Zend certified PHP/Magento developer

Please do not pass the “Allow function calls in constant expressions” RFC

https://wiki.php.net/rfc/calls_in_constant_expressions

As team lead and professional code reviewer, I spend roughly 50% of my day reviewing mostly PHP code. One of the fundamental assumptions we have been able to make since the introduction of const FOO = 1234; is that no matter what, we could always see what was on the right side of the equation and it would always be, well, constant. No matter what changed in the database, the web, whatever, that value will always be 1234.

All of the examples in the RFC are NOT idempotent and very well will return different results when passed in the same context. For instance, on one page load count(self::PAGES) might be 5, another, 50, another 0 [now you have unexpected divide-by-zero errors].

tl;dr: This RFC breaks critical and time-held doctrines that 1) const will be const forever, under every circumstance until the developer changes the code’s value, and 2) PHP doesn’t automagically cache any variables. Implementing this RFC will lead to greatly increased cognitive load for everyone who reads PHP professionally (all of us).

For setting “the default values of static properties” and “Parameter defaults “, I would absolutely love and have been wanting for years. In those scenarios, we never ever expect static properties nor parameters to be constant so none of the above applies.

However, “Defaults of static variables (evaluated and cached the first time the expression succeeds)” < -- This would be the very first time and only place that a variable is artificially cached. This would be a code review nightmare and increase cognizant load even more than global constant changing with each load.

In closing: Over the years, I have witnessed many of these RFCs proposed (and mostly accepted) that increase the cognitive load of reviewers of code and also people just reading it, while doing little in the balance that justifies the expense. For instance the spaceship operator (< =>). How often have you really used it? (Me? 2x in 5 years) Yet, it greatly increases cognitive load over the if / else alternative before it.

Let’s not have yet another one. Implement the default static properties and parameter defaults, that’d be awesome. But leave const alone and please, pretty please, don’t start automagically caching any variables anywhere, at least without a huge community-wide vote.
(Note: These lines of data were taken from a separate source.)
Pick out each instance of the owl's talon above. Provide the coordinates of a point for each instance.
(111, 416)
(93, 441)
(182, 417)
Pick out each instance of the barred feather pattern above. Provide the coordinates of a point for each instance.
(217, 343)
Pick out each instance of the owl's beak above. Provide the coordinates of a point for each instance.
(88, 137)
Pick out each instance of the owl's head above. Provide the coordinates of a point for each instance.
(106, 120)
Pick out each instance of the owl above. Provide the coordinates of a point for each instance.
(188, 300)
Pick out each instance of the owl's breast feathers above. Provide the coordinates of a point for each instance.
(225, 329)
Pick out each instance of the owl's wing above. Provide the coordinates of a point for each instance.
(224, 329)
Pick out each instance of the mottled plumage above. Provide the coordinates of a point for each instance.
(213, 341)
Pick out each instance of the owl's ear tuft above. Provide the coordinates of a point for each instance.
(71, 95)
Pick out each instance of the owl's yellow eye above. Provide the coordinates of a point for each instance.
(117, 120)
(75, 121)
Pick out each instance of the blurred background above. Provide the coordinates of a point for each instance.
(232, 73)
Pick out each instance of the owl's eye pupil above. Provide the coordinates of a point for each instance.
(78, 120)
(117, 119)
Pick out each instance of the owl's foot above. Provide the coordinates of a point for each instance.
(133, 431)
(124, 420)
And can we the community actually start getting 25% of the vote on all these things? i’m tired of my entire career resting entirely in the hands of unelected people who not only don’t represent me (or anyone) in the greater PHP dev community, but the vast majority of whom are great C coders but maybe have never managed a team of actual PHP developers any time in the last 5 years.
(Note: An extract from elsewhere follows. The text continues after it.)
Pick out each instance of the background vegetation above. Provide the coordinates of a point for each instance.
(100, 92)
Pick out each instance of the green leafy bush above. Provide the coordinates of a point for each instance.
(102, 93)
(I’ve been developing apps in PHP since PHP/FI v2.0 in March 1998 since I was 15 and I plan to code in it primarily for the rest of my life. i’m so thankfulr for Rasmus, Gutmans and Zeev and NickiC and SaraG, and esp whomever invented composer. OHHHH And Taylor Otwell for the amazing framework I have fine tuned my career around, anddddd Sebastian Bergmann who’s PHPUnit keeps me honest and the guys behind PHPStan for increasing the integrity of my code. And JetBrains, who’s PhpStorm and DataGrip really brought back the enjoyment of coding for me.)